Want to solve the crisis facing England's cathedrals? Here is one answer
In terms of attendance, cathedrals are the modern success story of the Church of England. They seem immune from the savage decline that is decimating congregations, particularly outside London. Yet they are failing to monetise this success. And this is leading to a cash crisis in as many as half of them that could mean some even have to close.
There are 42 cathedrals in the Church of England, attended by up to 40,000 people a week – an increase of 18 per cent from a decade ago. Nearly all this is accounted for by midweek services. Festivals do exceptionally well. Easter worshippers rose by two per cent to 54,000 between 2014 and 2015 alone. Christmas attendance was 125,200 in 2015, the highest figure since 2011. And while infant baptisms are falling, in common with the wider Church, baptisms of people over one year of age are increasingly steadily.
There might be some clues to some answers in these stats, but they will not be easily embraced.
The Cathedrals Working Group, set up to examine the cash crisis facing the country's cathedrals, meets for the first time next month and cathedral deans are meeting in London this week.
Bishop of Stepney Adrian Newman told The Guardian the new working group will examine the 'potential reputational damage done to the Church if individual cathedrals fail'. He added: 'The challenges are not new, but we're looking at a new scale and depth at the moment.'
The cathedrals doing best are those like St Paul's in London, with huge congregations but also among the nation's top visitor attractions. They can afford both to charge for entry, and to let worshippers in for free. Many of the rest are struggling.

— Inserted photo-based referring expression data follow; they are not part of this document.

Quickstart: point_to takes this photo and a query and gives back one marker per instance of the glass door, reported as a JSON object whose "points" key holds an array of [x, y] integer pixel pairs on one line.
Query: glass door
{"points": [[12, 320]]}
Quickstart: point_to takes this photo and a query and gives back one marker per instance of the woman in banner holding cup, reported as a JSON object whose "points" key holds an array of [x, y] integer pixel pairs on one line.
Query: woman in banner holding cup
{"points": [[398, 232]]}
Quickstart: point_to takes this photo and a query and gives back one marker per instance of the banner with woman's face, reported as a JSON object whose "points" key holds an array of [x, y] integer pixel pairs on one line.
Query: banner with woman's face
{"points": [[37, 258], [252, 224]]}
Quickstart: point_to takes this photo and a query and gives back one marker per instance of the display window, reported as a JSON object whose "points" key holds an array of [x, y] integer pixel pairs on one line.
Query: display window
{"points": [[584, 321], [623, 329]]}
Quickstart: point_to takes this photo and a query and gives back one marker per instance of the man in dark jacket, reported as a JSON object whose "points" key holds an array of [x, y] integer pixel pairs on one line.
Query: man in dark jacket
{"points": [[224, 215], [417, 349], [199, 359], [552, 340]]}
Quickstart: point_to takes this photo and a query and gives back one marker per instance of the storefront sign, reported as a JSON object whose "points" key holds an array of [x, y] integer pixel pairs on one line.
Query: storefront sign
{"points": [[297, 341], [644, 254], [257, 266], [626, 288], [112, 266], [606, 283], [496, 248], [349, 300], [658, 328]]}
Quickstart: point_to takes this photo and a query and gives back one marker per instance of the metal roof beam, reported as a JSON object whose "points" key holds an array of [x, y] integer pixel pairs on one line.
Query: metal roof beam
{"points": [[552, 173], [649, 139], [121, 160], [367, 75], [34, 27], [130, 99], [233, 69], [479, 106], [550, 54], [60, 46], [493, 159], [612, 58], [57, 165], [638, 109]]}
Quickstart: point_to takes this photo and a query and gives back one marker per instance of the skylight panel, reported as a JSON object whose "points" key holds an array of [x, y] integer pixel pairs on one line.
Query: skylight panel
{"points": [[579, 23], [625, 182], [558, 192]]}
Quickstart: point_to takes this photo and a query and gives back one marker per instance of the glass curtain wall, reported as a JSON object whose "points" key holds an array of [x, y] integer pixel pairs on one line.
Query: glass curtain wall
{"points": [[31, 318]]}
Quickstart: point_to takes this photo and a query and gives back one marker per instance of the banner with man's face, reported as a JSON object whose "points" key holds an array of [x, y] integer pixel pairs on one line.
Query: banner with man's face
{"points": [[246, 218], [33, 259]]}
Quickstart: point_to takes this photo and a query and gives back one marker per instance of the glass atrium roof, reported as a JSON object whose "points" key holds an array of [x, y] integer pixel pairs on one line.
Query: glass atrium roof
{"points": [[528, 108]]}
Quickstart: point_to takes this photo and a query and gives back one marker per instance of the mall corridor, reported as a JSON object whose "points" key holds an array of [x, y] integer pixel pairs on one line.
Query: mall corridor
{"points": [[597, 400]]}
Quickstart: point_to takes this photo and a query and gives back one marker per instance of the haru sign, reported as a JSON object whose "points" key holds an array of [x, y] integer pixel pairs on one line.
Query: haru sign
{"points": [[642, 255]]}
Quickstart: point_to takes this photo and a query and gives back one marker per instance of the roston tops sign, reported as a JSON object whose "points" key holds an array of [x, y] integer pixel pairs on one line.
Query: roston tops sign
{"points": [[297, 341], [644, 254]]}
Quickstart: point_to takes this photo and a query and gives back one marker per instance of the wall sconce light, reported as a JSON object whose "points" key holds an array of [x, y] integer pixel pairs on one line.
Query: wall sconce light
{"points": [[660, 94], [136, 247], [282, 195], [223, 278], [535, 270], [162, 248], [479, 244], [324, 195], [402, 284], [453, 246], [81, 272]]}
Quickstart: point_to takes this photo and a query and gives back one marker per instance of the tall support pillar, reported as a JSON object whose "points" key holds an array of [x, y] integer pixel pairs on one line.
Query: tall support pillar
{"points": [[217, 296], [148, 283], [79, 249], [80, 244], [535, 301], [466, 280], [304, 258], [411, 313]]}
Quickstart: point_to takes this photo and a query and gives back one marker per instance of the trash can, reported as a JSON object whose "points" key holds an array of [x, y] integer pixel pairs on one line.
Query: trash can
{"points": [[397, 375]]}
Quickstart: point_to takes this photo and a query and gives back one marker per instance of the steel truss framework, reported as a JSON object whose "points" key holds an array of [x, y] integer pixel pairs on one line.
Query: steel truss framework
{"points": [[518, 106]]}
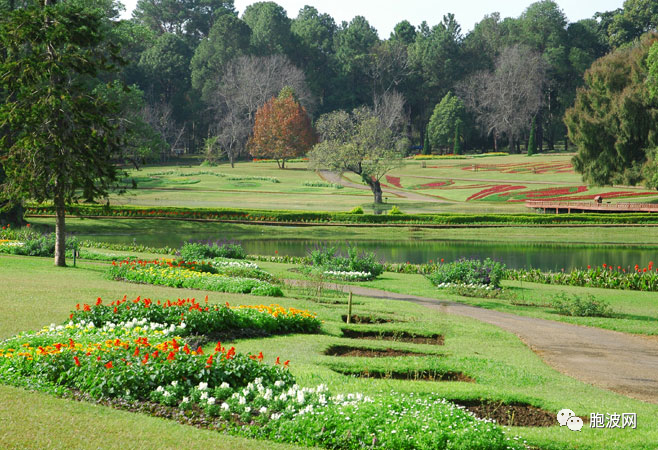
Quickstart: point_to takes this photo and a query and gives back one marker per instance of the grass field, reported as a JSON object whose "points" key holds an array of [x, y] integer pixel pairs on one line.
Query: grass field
{"points": [[36, 293], [494, 184]]}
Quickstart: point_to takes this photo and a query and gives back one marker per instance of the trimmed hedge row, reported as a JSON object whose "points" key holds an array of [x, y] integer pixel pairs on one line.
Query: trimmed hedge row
{"points": [[256, 215]]}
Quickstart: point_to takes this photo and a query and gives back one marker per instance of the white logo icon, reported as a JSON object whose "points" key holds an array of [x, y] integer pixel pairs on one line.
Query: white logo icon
{"points": [[568, 417], [575, 423]]}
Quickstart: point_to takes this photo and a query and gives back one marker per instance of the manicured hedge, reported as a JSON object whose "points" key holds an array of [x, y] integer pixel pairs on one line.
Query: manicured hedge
{"points": [[256, 215]]}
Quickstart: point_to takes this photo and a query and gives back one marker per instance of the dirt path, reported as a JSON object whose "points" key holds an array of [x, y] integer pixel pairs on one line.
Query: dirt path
{"points": [[619, 362], [338, 179]]}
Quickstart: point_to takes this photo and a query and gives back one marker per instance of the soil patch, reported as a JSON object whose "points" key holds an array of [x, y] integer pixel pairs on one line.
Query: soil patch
{"points": [[410, 375], [398, 336], [344, 350], [355, 318], [511, 415]]}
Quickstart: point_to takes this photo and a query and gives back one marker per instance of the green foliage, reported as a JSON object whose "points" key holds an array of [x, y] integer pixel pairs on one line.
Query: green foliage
{"points": [[532, 140], [613, 120], [216, 319], [576, 306], [159, 273], [442, 127], [329, 259], [607, 277], [469, 271], [198, 251]]}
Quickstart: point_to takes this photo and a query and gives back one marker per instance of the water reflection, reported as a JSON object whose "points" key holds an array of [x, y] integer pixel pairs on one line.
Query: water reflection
{"points": [[542, 256]]}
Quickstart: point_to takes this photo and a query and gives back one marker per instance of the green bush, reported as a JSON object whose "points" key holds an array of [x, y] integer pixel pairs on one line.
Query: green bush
{"points": [[469, 271], [576, 306], [329, 259], [197, 251]]}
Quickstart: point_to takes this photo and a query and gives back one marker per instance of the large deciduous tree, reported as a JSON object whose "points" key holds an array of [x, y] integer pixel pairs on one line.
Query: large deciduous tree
{"points": [[358, 143], [614, 122], [57, 137], [282, 130]]}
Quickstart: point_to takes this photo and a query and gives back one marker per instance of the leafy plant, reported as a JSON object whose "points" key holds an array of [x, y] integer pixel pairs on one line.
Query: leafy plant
{"points": [[576, 306], [469, 271]]}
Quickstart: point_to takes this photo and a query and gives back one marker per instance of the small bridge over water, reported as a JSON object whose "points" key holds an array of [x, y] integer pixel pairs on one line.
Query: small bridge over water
{"points": [[581, 207]]}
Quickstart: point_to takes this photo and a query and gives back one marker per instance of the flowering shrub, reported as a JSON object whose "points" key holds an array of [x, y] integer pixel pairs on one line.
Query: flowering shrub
{"points": [[469, 272], [186, 275], [192, 251], [187, 316], [604, 276], [329, 260], [348, 276]]}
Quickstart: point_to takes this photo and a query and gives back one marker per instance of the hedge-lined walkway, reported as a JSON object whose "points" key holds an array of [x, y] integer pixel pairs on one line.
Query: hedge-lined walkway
{"points": [[619, 362]]}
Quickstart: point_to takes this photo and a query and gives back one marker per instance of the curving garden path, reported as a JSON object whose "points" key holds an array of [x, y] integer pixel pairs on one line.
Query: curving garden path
{"points": [[623, 363]]}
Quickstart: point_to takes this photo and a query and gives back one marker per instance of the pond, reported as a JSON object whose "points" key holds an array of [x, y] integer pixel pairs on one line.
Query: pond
{"points": [[542, 256]]}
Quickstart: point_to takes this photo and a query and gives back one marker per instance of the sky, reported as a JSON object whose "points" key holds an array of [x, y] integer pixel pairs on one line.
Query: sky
{"points": [[384, 14]]}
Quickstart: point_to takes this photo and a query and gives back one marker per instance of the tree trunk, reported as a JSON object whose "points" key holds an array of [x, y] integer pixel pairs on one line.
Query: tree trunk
{"points": [[60, 232], [376, 189]]}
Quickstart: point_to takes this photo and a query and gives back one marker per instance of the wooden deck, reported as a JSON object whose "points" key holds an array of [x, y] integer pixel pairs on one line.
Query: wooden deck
{"points": [[579, 207]]}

One of the problems is that they are responsible for their own financing, raised from a hotchpotch of historic funds, grants, offerings, tourism and desperate special appeals. There has to be a better way, possibly involving centralised cathedral funding and prioritising mission.
In reality, though, their problems are symptoms of a malaise at the heart of the wider Church.
How many of the Church's committed churchgoers go week after week to a small church in the countryside, with a vicar shared among many if there is an incumbent at all, canned bells and music instead of an organist and few if any in the congregation aged under 70? It is not surprising if the remaining worshippers decide at some point to decamp to the nearest cathedral. Perhaps this is when the latest interregnum goes on that bit too long because the diocese can't find the 'perfect' vicar with a spouse and family willing to work outside a fashionable city centre with a university or college student population to evangelise among. Or it might simply be because they can no longer stand the sneers of contempt on the face of their neighbour in church – and the village – when they sing out lustily to their favourite hymns. Better a cathedral. And if that fails, stay home and watch Songs of Praise for as long as that survives.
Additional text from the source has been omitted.